With the sheer number of foreclosures and REOs on the market today – 1.6 million foreclosures and an estimated 458,000 or more REOs – banks have their hands full. Your average bank in a given area probably owns more distressed properties than they can handle, and the longer they stay on the books, the more costly they become to the lending company.

With the median mortgage payment coming in at $1,295 per month (in 2005 numbers), that is a lot of money leaving the bank’s coffers every 30 days that is not being replaced. For this reason, REOs – homes that went to foreclosure auctions and did not sell, thus staying with the bank having full ownership – are typically viewed as great bargains for homebuyers and investors because of the cost associated with holding vacant homes.

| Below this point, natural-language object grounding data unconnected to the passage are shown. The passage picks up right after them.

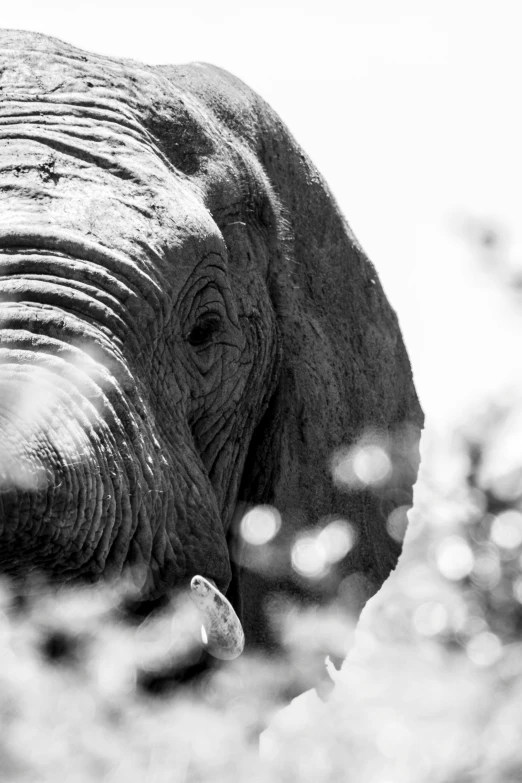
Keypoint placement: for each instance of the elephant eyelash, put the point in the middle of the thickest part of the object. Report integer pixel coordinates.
(205, 329)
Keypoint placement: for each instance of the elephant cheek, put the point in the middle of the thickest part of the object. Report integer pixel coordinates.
(56, 483)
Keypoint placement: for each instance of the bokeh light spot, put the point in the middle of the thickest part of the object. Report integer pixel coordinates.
(309, 558)
(506, 529)
(454, 558)
(371, 464)
(260, 525)
(336, 540)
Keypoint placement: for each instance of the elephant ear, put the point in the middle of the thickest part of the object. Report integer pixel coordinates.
(339, 440)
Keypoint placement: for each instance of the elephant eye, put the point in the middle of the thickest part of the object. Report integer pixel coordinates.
(205, 329)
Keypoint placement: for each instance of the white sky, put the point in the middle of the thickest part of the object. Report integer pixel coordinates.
(409, 108)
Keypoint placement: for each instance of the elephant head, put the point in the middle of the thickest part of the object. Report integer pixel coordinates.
(188, 328)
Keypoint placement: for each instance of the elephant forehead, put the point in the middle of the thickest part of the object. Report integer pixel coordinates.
(99, 99)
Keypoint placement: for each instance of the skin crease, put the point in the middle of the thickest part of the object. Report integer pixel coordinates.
(187, 328)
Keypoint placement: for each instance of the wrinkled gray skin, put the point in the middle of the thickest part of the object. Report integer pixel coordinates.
(188, 327)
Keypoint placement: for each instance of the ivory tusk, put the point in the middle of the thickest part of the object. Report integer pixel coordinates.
(221, 631)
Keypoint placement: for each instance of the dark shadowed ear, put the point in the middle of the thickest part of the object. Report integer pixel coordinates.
(339, 440)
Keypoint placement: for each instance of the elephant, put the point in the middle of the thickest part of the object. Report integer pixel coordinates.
(189, 329)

Some banks, however, are not being good stewards of their properties. In fact, because there are so many on the market and so many to be taken care of – being maintained, painted, repaired, landscaped, etc. – banks often make the choice to save more money by cutting upkeep costs and simply leaving the property on the block, empty.

This seems counter-intuitive – why, after all, would a bank fail to keep up a home if it wanted to sell the property as quickly as possible? Surely a dilapidated property wouldn’t be nearly as attractive to potential buyers as a well-maintained one. That would be entirely true if there were as many buyers on the market as there were in 2005 or 2006. But banks do not see scores of buyers knocking down their doors. As a result, they assume they can reduce their monthly outlays and save money by basically pretending the property doesn’t exist – at least, until home prices begin to rise.

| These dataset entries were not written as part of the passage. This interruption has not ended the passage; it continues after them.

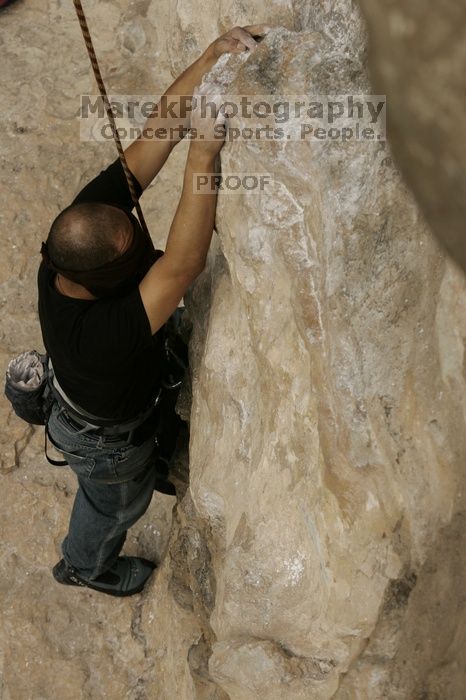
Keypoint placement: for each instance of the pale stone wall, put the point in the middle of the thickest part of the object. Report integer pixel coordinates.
(319, 549)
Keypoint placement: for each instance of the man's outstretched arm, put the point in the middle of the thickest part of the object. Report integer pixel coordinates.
(146, 156)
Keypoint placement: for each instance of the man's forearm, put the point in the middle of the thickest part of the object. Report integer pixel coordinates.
(161, 133)
(191, 231)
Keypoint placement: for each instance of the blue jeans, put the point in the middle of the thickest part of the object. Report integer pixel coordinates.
(116, 483)
(116, 480)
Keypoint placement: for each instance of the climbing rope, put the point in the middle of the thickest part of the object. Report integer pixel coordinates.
(103, 93)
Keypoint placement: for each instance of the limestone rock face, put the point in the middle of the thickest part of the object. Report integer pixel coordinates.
(418, 59)
(318, 550)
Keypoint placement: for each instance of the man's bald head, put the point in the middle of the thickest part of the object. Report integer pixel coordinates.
(88, 235)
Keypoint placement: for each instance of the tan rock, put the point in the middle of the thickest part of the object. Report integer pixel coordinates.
(318, 551)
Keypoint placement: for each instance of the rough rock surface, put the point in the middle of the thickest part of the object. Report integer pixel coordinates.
(319, 549)
(418, 59)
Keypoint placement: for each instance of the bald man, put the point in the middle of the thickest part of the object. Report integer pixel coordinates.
(106, 297)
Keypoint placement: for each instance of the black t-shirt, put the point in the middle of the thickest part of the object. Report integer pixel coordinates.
(103, 352)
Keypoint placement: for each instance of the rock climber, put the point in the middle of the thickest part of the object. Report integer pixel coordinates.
(105, 300)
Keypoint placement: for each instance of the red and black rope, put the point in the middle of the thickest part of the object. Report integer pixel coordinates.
(103, 93)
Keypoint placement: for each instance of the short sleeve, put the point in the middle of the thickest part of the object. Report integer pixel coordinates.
(111, 187)
(119, 329)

Unless this inventory of existing homes is reduced, though, home prices won’t have an incentive to rise. That is the catch.

So, how can you benefit from this current situation? Remember that the market has a glut of supply and a shortage of qualified buyers. This means that buying REOs is a great way to gain access to terrific bargains obtained from strong negotiating positions.

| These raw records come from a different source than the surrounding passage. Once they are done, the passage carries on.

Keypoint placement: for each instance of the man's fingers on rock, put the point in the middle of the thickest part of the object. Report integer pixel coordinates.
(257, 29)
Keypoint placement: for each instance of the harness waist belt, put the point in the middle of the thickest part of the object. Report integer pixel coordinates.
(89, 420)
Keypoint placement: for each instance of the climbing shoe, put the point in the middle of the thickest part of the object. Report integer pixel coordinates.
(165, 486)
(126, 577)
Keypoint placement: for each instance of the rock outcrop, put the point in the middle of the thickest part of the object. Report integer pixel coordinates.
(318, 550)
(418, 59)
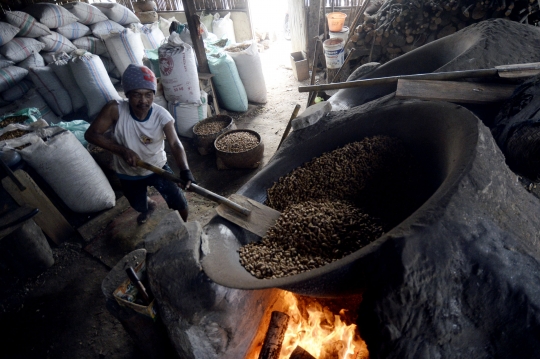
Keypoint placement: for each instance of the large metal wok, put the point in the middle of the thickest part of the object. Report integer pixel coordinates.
(442, 136)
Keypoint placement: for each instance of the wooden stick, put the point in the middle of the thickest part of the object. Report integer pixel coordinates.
(288, 128)
(274, 336)
(301, 353)
(393, 79)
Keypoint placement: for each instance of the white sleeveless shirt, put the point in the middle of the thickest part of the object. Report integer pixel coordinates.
(146, 138)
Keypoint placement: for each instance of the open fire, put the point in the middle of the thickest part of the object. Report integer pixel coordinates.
(313, 328)
(323, 333)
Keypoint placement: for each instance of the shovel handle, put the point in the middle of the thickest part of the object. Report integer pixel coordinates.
(195, 188)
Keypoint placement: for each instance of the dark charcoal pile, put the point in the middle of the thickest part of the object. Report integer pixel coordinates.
(323, 218)
(393, 27)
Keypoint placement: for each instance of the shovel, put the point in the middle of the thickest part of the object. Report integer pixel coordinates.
(503, 71)
(240, 210)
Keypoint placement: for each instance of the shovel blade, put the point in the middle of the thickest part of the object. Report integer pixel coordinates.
(261, 218)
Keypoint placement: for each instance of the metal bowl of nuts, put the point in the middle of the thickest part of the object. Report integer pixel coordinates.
(239, 149)
(332, 245)
(206, 132)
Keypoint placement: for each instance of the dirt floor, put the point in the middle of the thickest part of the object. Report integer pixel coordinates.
(61, 313)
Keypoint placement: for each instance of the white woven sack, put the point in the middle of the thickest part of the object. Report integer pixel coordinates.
(7, 32)
(230, 90)
(178, 69)
(69, 169)
(147, 17)
(187, 115)
(74, 30)
(18, 91)
(125, 48)
(49, 57)
(91, 44)
(9, 76)
(51, 15)
(151, 35)
(93, 80)
(20, 48)
(57, 43)
(28, 26)
(164, 25)
(34, 60)
(51, 89)
(85, 13)
(34, 99)
(5, 63)
(207, 20)
(248, 63)
(105, 27)
(63, 72)
(223, 27)
(118, 13)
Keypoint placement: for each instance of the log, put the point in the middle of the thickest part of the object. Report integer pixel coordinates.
(300, 353)
(273, 340)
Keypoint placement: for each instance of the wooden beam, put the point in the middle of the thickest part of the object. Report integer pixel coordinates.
(194, 24)
(454, 91)
(314, 19)
(49, 219)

If you find an REO, and you want to make an offer, you have the upper hand. Forget the list price. Start from a low offer and work your way up. The odds increase even further if the property in question is one that has been visibly neglected by the bank. If you put in an offer to purchase the home, even in its present condition, you could obtain incredible discounts off of the list price because you are removing a hefty monthly loss from their books – and they don’t have to bother with maintaining the property or worrying about complaints from neighbors and communities alike.

Look at this situation as an opportunity, be aggressive, and make a move. You’ll find that with buying REOs in this market, the advantage lies with you, the buyer, not the bank.